Pseudogene: Relevant or Irrelevant?

Abstract

With the advancement of high-throughput technologies, the pivotal role of non-coding RNA (ncRNA) as a master regulator of various biological functions has become increasingly apparent. Historically considered non-functional and labeled as "junk DNA," pseudogenes can be transcribed into RNA, indicating a potential role similar to ncRNAs. Recent research suggests that some pseudogenes can encode functional peptides or proteins. A growing body of evidence has revealed that pseudogenes and their derived functional molecules are involved in various biological processes and can serve as prognostic markers in cancers. This review comprehensively summarizes and discusses the current understanding of the functional roles of pseudogenes and their derived molecules in biological functions.
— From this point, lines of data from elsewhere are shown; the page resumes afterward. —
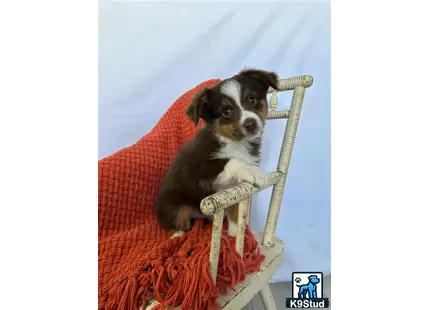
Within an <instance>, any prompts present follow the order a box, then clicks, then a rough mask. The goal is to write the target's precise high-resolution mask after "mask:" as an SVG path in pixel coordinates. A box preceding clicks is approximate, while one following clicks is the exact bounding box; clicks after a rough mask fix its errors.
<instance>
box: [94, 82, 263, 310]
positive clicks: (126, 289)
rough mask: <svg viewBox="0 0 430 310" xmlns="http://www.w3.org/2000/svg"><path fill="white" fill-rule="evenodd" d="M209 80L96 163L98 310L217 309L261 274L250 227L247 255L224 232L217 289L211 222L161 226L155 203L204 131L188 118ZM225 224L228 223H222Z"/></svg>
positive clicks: (257, 244)
mask: <svg viewBox="0 0 430 310" xmlns="http://www.w3.org/2000/svg"><path fill="white" fill-rule="evenodd" d="M218 82H219V80H209V81H206V82H204V83H202V84H200V85H198V86H197V87H195V88H194V89H192V90H190V91H188V92H187V93H185V94H184V95H183V96H182V97H180V98H179V99H178V100H176V102H175V103H174V104H173V105H172V106H171V107H170V108H169V109H168V111H167V112H166V113H165V115H164V116H163V117H162V118H161V119H160V121H159V122H158V123H157V125H156V126H155V127H154V128H153V129H152V131H151V132H149V133H148V134H147V135H145V136H144V137H142V138H141V139H140V140H139V141H138V142H137V143H135V144H134V145H132V146H130V147H127V148H124V149H122V150H120V151H118V152H117V153H115V154H113V155H112V156H109V157H106V158H104V159H101V160H100V161H99V297H98V298H99V309H105V310H110V309H118V310H128V309H130V310H131V309H133V310H137V309H139V307H140V306H141V305H143V309H145V305H146V304H147V302H146V298H149V299H156V300H157V301H159V302H160V303H161V304H160V306H159V307H158V308H159V309H163V308H164V307H168V306H172V308H173V306H179V305H181V309H202V310H203V309H204V310H206V309H216V308H217V307H218V305H217V304H216V298H217V296H218V295H219V294H220V293H225V292H226V289H227V288H233V289H234V287H235V285H236V284H237V283H239V282H241V281H243V280H244V278H245V276H246V274H247V273H249V272H253V271H257V270H259V267H260V264H261V262H262V260H264V256H263V255H262V254H261V253H260V251H259V250H258V251H256V252H257V254H253V252H254V250H255V249H258V244H257V241H256V240H255V239H254V237H253V235H252V233H251V232H250V231H249V229H248V227H247V229H246V236H245V245H244V254H243V257H241V256H240V255H239V253H238V252H237V251H236V249H235V238H232V237H229V236H227V235H226V234H224V233H223V235H222V240H221V254H220V259H219V267H218V277H217V281H216V285H215V284H214V281H213V279H212V277H211V275H210V272H209V252H210V241H211V233H212V224H211V222H210V221H207V220H206V221H204V220H199V221H196V223H195V225H194V227H193V229H192V230H191V231H189V232H187V233H186V234H185V235H184V236H182V237H177V238H174V239H170V238H169V234H168V233H167V232H165V231H163V230H162V229H161V227H160V226H159V225H158V223H157V221H156V217H155V212H154V211H153V203H154V198H155V195H156V193H157V190H158V187H159V185H160V183H161V181H162V178H163V176H164V175H165V173H166V172H167V169H168V167H169V165H170V163H171V161H172V160H173V158H174V156H175V154H176V152H177V151H178V150H179V148H180V147H181V146H182V145H183V144H184V143H186V142H187V141H188V140H190V139H191V138H192V137H193V136H194V135H195V134H196V132H197V130H198V129H199V128H200V127H201V126H202V124H201V123H200V124H199V126H198V127H195V125H194V124H193V122H192V121H191V120H189V119H188V118H187V117H186V115H185V112H184V111H185V109H186V108H187V106H188V105H189V104H190V102H191V99H192V97H193V96H194V94H195V93H196V92H198V91H199V90H201V89H202V88H203V87H208V86H212V85H214V84H216V83H218ZM225 224H226V223H225Z"/></svg>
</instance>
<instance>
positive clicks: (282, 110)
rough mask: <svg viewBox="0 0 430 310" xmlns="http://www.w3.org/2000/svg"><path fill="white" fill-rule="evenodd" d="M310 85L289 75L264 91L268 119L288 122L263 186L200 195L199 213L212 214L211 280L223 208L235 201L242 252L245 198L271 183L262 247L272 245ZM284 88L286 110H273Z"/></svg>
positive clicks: (236, 240) (217, 251)
mask: <svg viewBox="0 0 430 310" xmlns="http://www.w3.org/2000/svg"><path fill="white" fill-rule="evenodd" d="M312 84H313V78H312V76H310V75H302V76H296V77H292V78H286V79H279V80H278V88H279V90H274V89H273V88H270V89H269V90H268V93H272V95H271V98H270V100H269V107H270V111H269V113H268V119H279V118H288V121H287V124H286V126H285V132H284V138H283V141H282V147H281V152H280V154H279V159H278V167H277V171H275V172H271V173H269V174H267V178H268V184H267V186H265V187H264V188H258V187H255V186H253V185H252V184H250V183H248V182H243V183H241V184H239V185H237V186H234V187H232V188H229V189H225V190H222V191H220V192H217V193H215V194H213V195H210V196H208V197H206V198H204V199H203V200H202V201H201V203H200V209H201V211H202V213H203V214H205V215H208V216H213V219H214V221H213V228H212V238H211V250H210V255H209V264H210V272H211V275H212V278H213V280H214V281H216V276H217V271H218V262H219V253H220V243H221V234H222V226H223V225H222V224H223V220H224V210H225V209H226V208H228V207H230V206H232V205H234V204H236V203H239V208H238V212H239V214H238V223H237V224H238V229H237V235H236V249H237V251H238V252H239V253H240V254H241V255H242V254H243V244H244V238H245V227H246V220H245V218H246V217H247V216H248V212H249V210H247V209H248V208H247V204H248V202H249V199H250V198H251V197H252V196H253V195H255V194H256V193H258V192H260V191H262V190H265V189H266V188H268V187H271V186H273V190H272V197H271V200H270V205H269V212H268V215H267V218H266V227H265V228H264V235H263V240H262V243H263V244H262V245H263V246H266V247H268V246H271V245H273V237H274V234H275V230H276V225H277V222H278V217H279V212H280V208H281V202H282V197H283V194H284V189H285V183H286V178H287V174H288V168H289V165H290V160H291V154H292V150H293V146H294V142H295V137H296V133H297V127H298V123H299V119H300V113H301V108H302V105H303V100H304V95H305V89H306V88H307V87H310V86H311V85H312ZM286 90H293V98H292V100H291V108H290V110H276V107H277V105H278V96H277V93H278V92H280V91H286Z"/></svg>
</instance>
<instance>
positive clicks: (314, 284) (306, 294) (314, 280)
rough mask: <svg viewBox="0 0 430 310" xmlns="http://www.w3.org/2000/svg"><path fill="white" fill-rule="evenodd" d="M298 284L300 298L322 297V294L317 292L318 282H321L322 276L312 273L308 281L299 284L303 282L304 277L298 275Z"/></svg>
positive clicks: (310, 275) (297, 277)
mask: <svg viewBox="0 0 430 310" xmlns="http://www.w3.org/2000/svg"><path fill="white" fill-rule="evenodd" d="M295 281H296V286H297V287H298V288H299V293H298V298H312V299H315V298H321V297H322V296H318V293H317V284H318V283H320V282H321V280H320V278H319V277H318V276H317V275H314V274H313V275H310V276H309V277H308V283H306V284H297V283H300V282H302V279H301V278H299V277H297V278H296V279H295Z"/></svg>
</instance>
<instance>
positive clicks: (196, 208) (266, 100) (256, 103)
mask: <svg viewBox="0 0 430 310" xmlns="http://www.w3.org/2000/svg"><path fill="white" fill-rule="evenodd" d="M277 81H278V76H277V74H276V73H274V72H266V71H262V70H254V69H247V70H243V71H241V72H240V73H239V74H237V75H235V76H233V77H232V78H229V79H226V80H223V81H221V82H220V83H218V84H217V85H215V86H214V87H211V88H206V89H204V90H203V91H201V92H200V93H199V94H198V95H197V96H196V97H195V98H194V100H193V102H192V103H191V105H190V106H189V108H188V110H187V111H186V113H187V115H188V116H189V117H190V118H191V120H193V121H194V123H195V124H196V125H197V123H198V122H199V120H200V119H203V120H204V122H205V126H204V127H203V128H202V129H201V130H200V131H199V132H198V134H197V135H196V136H195V137H194V139H192V140H191V141H190V142H188V143H187V144H185V145H184V146H183V147H182V149H181V150H180V151H179V152H178V154H177V156H176V158H175V159H174V161H173V163H172V165H171V167H170V168H169V170H168V172H167V175H166V177H165V179H164V180H163V182H162V184H161V187H160V190H159V193H158V196H157V198H156V202H155V211H156V214H157V218H158V221H159V223H160V225H161V226H162V227H163V228H165V229H167V230H170V231H172V232H173V233H174V236H178V235H182V234H183V232H184V231H187V230H189V229H190V228H191V227H192V221H193V219H196V218H202V217H204V215H203V214H202V213H201V211H200V202H201V200H202V199H203V198H205V197H206V196H208V195H211V194H213V193H215V192H217V191H220V190H223V189H227V188H230V187H232V186H235V185H237V184H239V183H241V182H249V183H251V184H254V185H255V186H258V187H263V186H265V185H266V184H267V178H266V175H265V173H263V171H261V169H260V168H259V163H260V148H261V137H262V134H263V129H264V125H265V121H266V117H267V112H268V103H267V99H266V97H267V90H268V88H269V86H271V87H273V88H275V89H277ZM237 212H238V210H237V205H236V206H232V207H230V208H228V209H227V217H228V234H229V235H230V236H235V235H236V231H237V216H238V214H237Z"/></svg>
Keywords: Junk DNA; Non-coding RNA; Peptide; Prognosis; Pseudogene.

Fig. 1

Identification of Pseudogenes (A) Publication Trends: The number of pseudogene-related articles published from 1977 to 2023 is shown. (B) Processed Pseudogenes: Pseudogene-derived mRNA can be reverse transcribed into complementary DNA (cDNA) and then integrated into the host genome via a retrotransposon pathway, forming processed pseudogenes. These can be identified on different chromosomes. (C) Unprocessed Pseudogenes: During gene duplication, mutations occur within the duplicated gene, resulting in an unprocessed pseudogene. Notably, the parental gene retains normal function. (D) Unitary Pseudogenes: Multiple mutations within genes can lead to a loss of function, creating unitary pseudogenes.

Fig. 2

The Role of Pseudogenes in Cancer Progression (A) Competing Endogenous RNAs (ceRNAs): Pseudogene-derived transcripts express miRNA-interacting regions that act as competitors, sequestering miRNA function. (B) RNA-Binding Protein Interaction: Pseudogene-derived transcripts contain RNA-binding protein (RBP) binding regions, which competitively associate with RBPs, inhibiting RBP-mediated biological processes. (C) PRC2 Complex Association: Pseudogene-derived transcripts can be related to Polycomb Repressive Complex 2 (PRC2) components, such as EZH2. This complex regulates downstream gene expression via epigenetic mechanisms. M: methylation. (D) Endogenous siRNAs (esiRNAs): Pseudogene-derived transcripts exhibit unique patterns complementary to target mRNAs, forming RNA-RNA duplexes. Dicer processes these duplexes to generate endogenous siRNAs (esiRNAs), suppressing target gene expression. (E) Functional Peptides or Proteins: Pseudogene-derived transcripts possess open reading frames (ORFs) with the potential to encode functional peptides or proteins. (F) RNA Modification: RNA modification-related proteins, such as METTL3, regulate pseudogene expression in an m6A-dependent manner. Additionally, pseudogene-derived transcripts can associate with or be directly modified by RNA modification-related proteins, contributing to the modulation of cellular functions.